4 Department of Surgery, Yale University School of Medicine, New Haven, Connecticut, USA

5 Department of Quantitative Biomedicine, University of Zurich, Zurich, Switzerland

6 Program in Computational Biology and Bioinformatics, Yale University School of Medicine, New Haven, Connecticut, USA

7 Sabila Biosciences LLC, New City, New York, USA

* Now deceased

Correspondence to:

Ruth Halaban,email: [email protected]

Keywords: melanoma; SRC-family kinase inhibitors; MAPK; MITF

Received: December 26, 2018     Accepted: March 04, 2019     Published: March 19, 2019

ABSTRACT

The major drawback of melanoma therapy with BRAF and MAPK inhibitors is the innate and acquired drug resistance. We therefore explored alternative targets and developed a new compound, SAB298, that is a SRC-family kinase (SFK) inhibitor.
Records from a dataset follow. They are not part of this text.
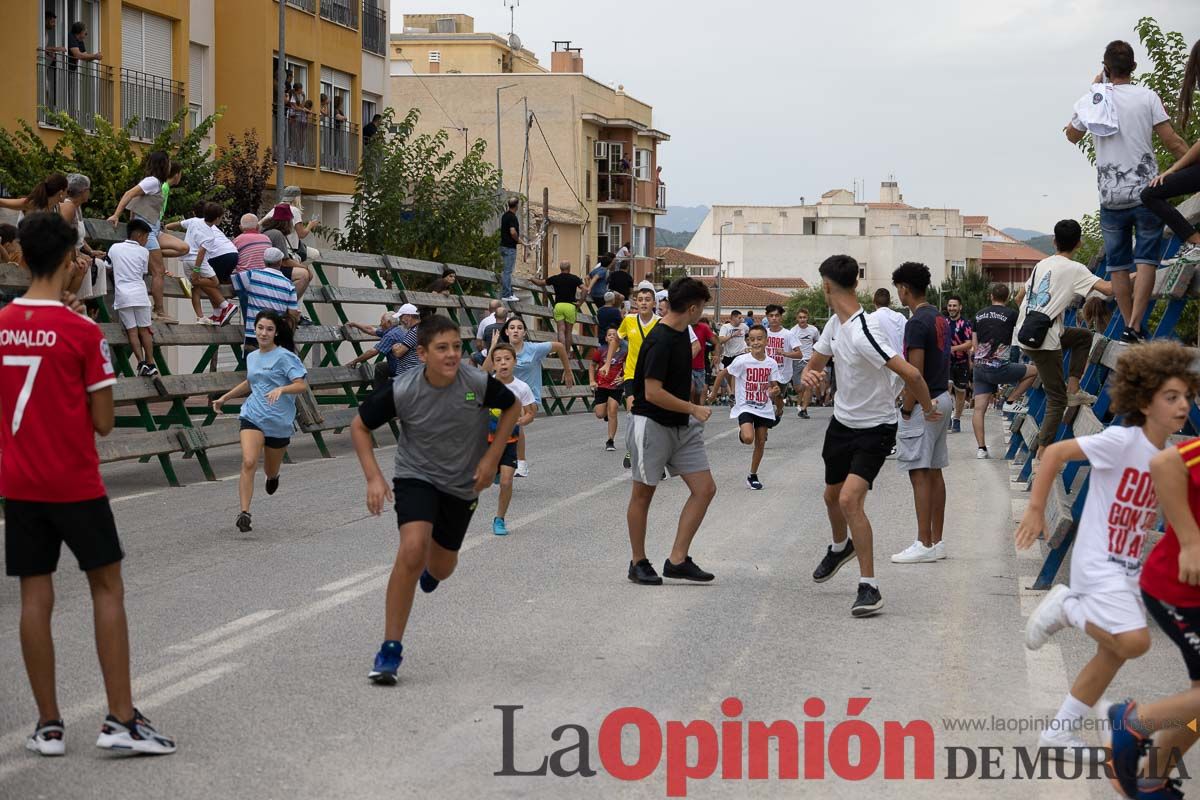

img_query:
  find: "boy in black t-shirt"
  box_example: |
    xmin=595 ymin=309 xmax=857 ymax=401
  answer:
xmin=625 ymin=278 xmax=716 ymax=585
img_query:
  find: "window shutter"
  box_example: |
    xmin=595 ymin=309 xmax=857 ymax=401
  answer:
xmin=121 ymin=6 xmax=145 ymax=72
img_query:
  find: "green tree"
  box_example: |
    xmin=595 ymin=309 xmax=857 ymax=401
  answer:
xmin=337 ymin=108 xmax=502 ymax=275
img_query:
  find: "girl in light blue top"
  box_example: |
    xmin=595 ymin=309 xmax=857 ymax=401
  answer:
xmin=212 ymin=311 xmax=308 ymax=533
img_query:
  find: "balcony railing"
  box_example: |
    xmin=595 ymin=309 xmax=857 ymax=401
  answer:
xmin=121 ymin=67 xmax=184 ymax=142
xmin=362 ymin=0 xmax=388 ymax=55
xmin=271 ymin=109 xmax=317 ymax=167
xmin=37 ymin=50 xmax=113 ymax=133
xmin=320 ymin=119 xmax=361 ymax=174
xmin=320 ymin=0 xmax=359 ymax=28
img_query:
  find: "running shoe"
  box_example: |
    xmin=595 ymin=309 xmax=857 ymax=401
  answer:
xmin=96 ymin=709 xmax=175 ymax=756
xmin=892 ymin=541 xmax=937 ymax=564
xmin=1025 ymin=583 xmax=1070 ymax=650
xmin=662 ymin=555 xmax=715 ymax=583
xmin=850 ymin=583 xmax=883 ymax=616
xmin=1096 ymin=700 xmax=1147 ymax=798
xmin=25 ymin=720 xmax=67 ymax=756
xmin=629 ymin=559 xmax=662 ymax=587
xmin=812 ymin=539 xmax=854 ymax=583
xmin=367 ymin=640 xmax=404 ymax=686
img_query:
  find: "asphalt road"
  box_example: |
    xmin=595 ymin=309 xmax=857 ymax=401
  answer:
xmin=0 ymin=409 xmax=1196 ymax=800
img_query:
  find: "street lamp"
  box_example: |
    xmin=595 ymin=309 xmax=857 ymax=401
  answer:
xmin=713 ymin=222 xmax=733 ymax=326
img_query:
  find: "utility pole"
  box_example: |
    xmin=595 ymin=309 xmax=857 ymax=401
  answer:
xmin=275 ymin=0 xmax=288 ymax=203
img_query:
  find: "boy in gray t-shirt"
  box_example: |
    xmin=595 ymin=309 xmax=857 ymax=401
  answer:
xmin=350 ymin=317 xmax=521 ymax=686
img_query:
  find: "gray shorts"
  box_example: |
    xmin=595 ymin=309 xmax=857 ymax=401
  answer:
xmin=896 ymin=392 xmax=954 ymax=473
xmin=625 ymin=414 xmax=708 ymax=486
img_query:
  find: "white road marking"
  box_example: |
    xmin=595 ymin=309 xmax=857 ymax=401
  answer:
xmin=167 ymin=608 xmax=283 ymax=652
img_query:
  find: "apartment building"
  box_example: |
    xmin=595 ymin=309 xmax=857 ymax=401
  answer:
xmin=686 ymin=181 xmax=983 ymax=290
xmin=0 ymin=0 xmax=388 ymax=206
xmin=389 ymin=14 xmax=670 ymax=277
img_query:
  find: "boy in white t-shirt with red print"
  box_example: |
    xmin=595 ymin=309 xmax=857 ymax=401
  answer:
xmin=1016 ymin=342 xmax=1200 ymax=760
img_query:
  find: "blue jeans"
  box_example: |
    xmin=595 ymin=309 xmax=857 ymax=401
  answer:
xmin=1100 ymin=205 xmax=1163 ymax=272
xmin=500 ymin=247 xmax=517 ymax=297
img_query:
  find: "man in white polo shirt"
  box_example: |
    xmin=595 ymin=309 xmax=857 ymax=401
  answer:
xmin=800 ymin=255 xmax=941 ymax=616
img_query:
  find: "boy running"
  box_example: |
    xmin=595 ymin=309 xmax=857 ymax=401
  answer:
xmin=487 ymin=342 xmax=538 ymax=536
xmin=712 ymin=325 xmax=784 ymax=489
xmin=350 ymin=317 xmax=521 ymax=686
xmin=625 ymin=278 xmax=716 ymax=585
xmin=1016 ymin=342 xmax=1200 ymax=762
xmin=0 ymin=212 xmax=175 ymax=756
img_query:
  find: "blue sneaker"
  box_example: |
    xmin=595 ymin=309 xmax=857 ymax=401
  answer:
xmin=367 ymin=640 xmax=404 ymax=686
xmin=1104 ymin=700 xmax=1142 ymax=798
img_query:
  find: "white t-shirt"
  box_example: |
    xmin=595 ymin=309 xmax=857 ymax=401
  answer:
xmin=1070 ymin=84 xmax=1170 ymax=209
xmin=1013 ymin=255 xmax=1099 ymax=350
xmin=718 ymin=323 xmax=750 ymax=357
xmin=868 ymin=306 xmax=908 ymax=353
xmin=812 ymin=308 xmax=898 ymax=429
xmin=187 ymin=222 xmax=238 ymax=261
xmin=767 ymin=327 xmax=800 ymax=383
xmin=725 ymin=353 xmax=784 ymax=420
xmin=108 ymin=239 xmax=150 ymax=309
xmin=792 ymin=325 xmax=821 ymax=368
xmin=1070 ymin=425 xmax=1158 ymax=593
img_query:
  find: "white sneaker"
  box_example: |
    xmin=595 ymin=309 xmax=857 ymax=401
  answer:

The drug is cytotoxic to patient-derived melanoma cells regardless of oncogene expression and inhibits tumor growth in vivo. As expected, it inhibited SRC and PI3K activity, and had the additional property of ERBB2 inhibition, that lead to inactivation of the two ERK phosphatases PP2A and SHP2. In 57% of the melanoma cell lines tested, the consequent increase in ERK activity lead to proteolytic degradation of its substrate, the lineage specific transcription factor MITF, likely contributing to growth arrest. Treatment with a combination of SAB298 and AZD6244 (selumetinib), induced a synergistic growth inhibition, suggesting that the new compound could be used in the clinic as a substitute for, or in combination with MAPK inhibitors.